Cuando éramos algo más chicos, A. estaba envuelto de un aire críptico. Era inquietante y ya entonces me intrigaba. Me fijaba mucho en su manera de caminar, con las manos enterradas en su abrigo de paño negro hasta los pies y la cabeza gacha. A veces parecía flotar, como si no perteneciese al mundo de los vivos, aunque tampoco al de los muertos. Desde lejos, A. era otra cosa. La distancia es importante, porque a lo lejos el silencio toma forma, se define. Desde la distancia hay personas que, aunque estén calladas, chillan. Y el sonido, cuando uno presta atención, se deja ver.
Me gusta observar en silencio, también. En ocasiones atravieso una especie de experiencia mística, es difícil de explicar: como si me desplazase desde el plano de la vida que me ha tocado habitar hasta otro distinto, uno desde el cual puedo observar todo y a todos los que me rodean. Desde la nueva ubicación el tiempo se detiene, pero también transcurre más rápido que nunca. A veces dos segundos pueden durar toda una vida. A veces, digo mucho «a veces». Esos segundos son deliciosos, se inundan de una luz diferente, me invade una euforia que no me pertenece. Desde ese nuevo plano, esa ubicación, ese estado transitorio e intersticial, floto en una especie de nube que me concede momentáneamente la omnipresencia. Como si todas las vidas pudiesen vivirse en una sola. Como si todos los sentidos convergieran a la vez.
Me pasa al escribir, me gusta hacerlo en silencio. Cuando estoy en mi cuarto, o en el salón, o en cualquier lugar en el que lo único que se escucha es un modesto estridulo, como el ruido que hacen las chicharras, o más bien los grillos porque las chicharras cantan y lo que se escucha no es un canto sino una energía particular, escribo mejor. Pienso mejor. Soy capaz de bucear hacia dentro, en mí misma, y conecto con los fondos de forma tan profunda que soy consciente de que estoy volcando mis más profundos sentimientos con la tinta. En silencio soy capaz de hallar mi zenit, mi mejor expresión, mi yo más auténtico. Barajo seriamente la posibilidad de estar perdiendo la cabeza. No me importa demasiado.

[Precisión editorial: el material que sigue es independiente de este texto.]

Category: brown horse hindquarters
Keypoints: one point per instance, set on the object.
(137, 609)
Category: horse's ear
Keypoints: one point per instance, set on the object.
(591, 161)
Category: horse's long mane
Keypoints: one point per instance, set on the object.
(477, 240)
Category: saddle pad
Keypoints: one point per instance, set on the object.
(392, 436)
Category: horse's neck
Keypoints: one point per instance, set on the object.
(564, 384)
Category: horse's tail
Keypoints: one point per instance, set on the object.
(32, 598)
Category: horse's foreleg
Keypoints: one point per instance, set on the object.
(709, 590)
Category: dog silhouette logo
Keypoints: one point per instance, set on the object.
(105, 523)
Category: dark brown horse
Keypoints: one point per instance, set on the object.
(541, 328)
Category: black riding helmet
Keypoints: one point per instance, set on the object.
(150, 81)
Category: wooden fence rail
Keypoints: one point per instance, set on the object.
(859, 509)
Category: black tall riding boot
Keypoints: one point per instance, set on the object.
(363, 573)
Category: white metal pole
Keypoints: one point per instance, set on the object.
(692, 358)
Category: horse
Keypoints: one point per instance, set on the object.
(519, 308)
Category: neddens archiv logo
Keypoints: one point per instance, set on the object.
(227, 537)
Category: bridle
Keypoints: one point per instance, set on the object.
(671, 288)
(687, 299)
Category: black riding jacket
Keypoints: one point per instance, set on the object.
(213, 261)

En la redacción me cuesta encontrar un espacio en mi mente que me imbuya de una sensación similar al sonido de la estridulación propia del hogar solitario. Sin embargo sus silencios, que también los hay, son silencios distintos. Silencios con ruido, ahogados entre tecleados y murmullos, entre pasos elefantiásicos y tormentas puntuales. El silencio también puede estar contagiado de ruido, pero siempre mantiene su esencia, es capaz de sostenerse, de ser silencio. Hay que encontrar el interruptor que lo encienda y que lo apague. Buscar es complicado.
Creo que trabajar en un ambiente como este me ayuda a distanciarme, a dar un paso fuera de la escena. A encontrar quietud y una acústica tenue en momentos de mucho alboroto y bullicio revolucionado de más. Algo así me sucedió hace poco: la noche, el alcohol y la música diseñada por ingenieros de sonido para llevarnos a lugares insospechados se combinaron en mis beodas amistades. Me detuve a mirar un segundo todo lo que sucedía a mi alrededor. Y de improviso la escena desaceleró, el ajetreo iba al ralentí, como el que espera a un tren que no pasa nunca y que sin embargo nunca deja de esperar.

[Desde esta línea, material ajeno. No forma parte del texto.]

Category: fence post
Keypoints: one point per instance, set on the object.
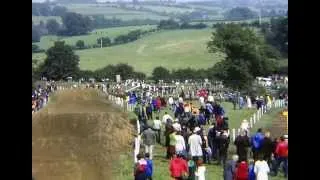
(233, 134)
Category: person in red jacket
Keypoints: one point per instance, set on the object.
(158, 104)
(178, 167)
(281, 155)
(242, 171)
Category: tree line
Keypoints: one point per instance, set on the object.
(45, 9)
(172, 24)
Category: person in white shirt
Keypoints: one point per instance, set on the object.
(201, 170)
(201, 99)
(180, 100)
(176, 125)
(245, 126)
(180, 144)
(261, 169)
(171, 102)
(249, 104)
(195, 143)
(165, 117)
(157, 128)
(210, 98)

En aquel silencio momentáneo, de apenas dos segundos, en aquel trance que podría estar firmado por aguardiente pero que en realidad fue una escena conocida, un destello casual me devolvió el sonido, el ruido, el jaleo, La falda, los cigarros, el roce, la risa, los sueños. Un silencio se topó con otro y su estallido fue el Big Bang. Como un imán que atrae dos polos como fuerzas imbatibles, como una marea que arropa la costa mediterránea porque así está escrito que debe hacerlo. En aquel silencio, minutos antes de cruzar las miradas, podría perder la noche entera. Como el que se sienta al borde de la cama de un hotel sosteniendo el mango de su carry on mirando al suelo, intentando estirar el verano cuando septiembre ya comienza a asomar. En aquellos silencios esperaría que dieran las uvas. Y a veces, incluso, me gustaría que no dieran nunca.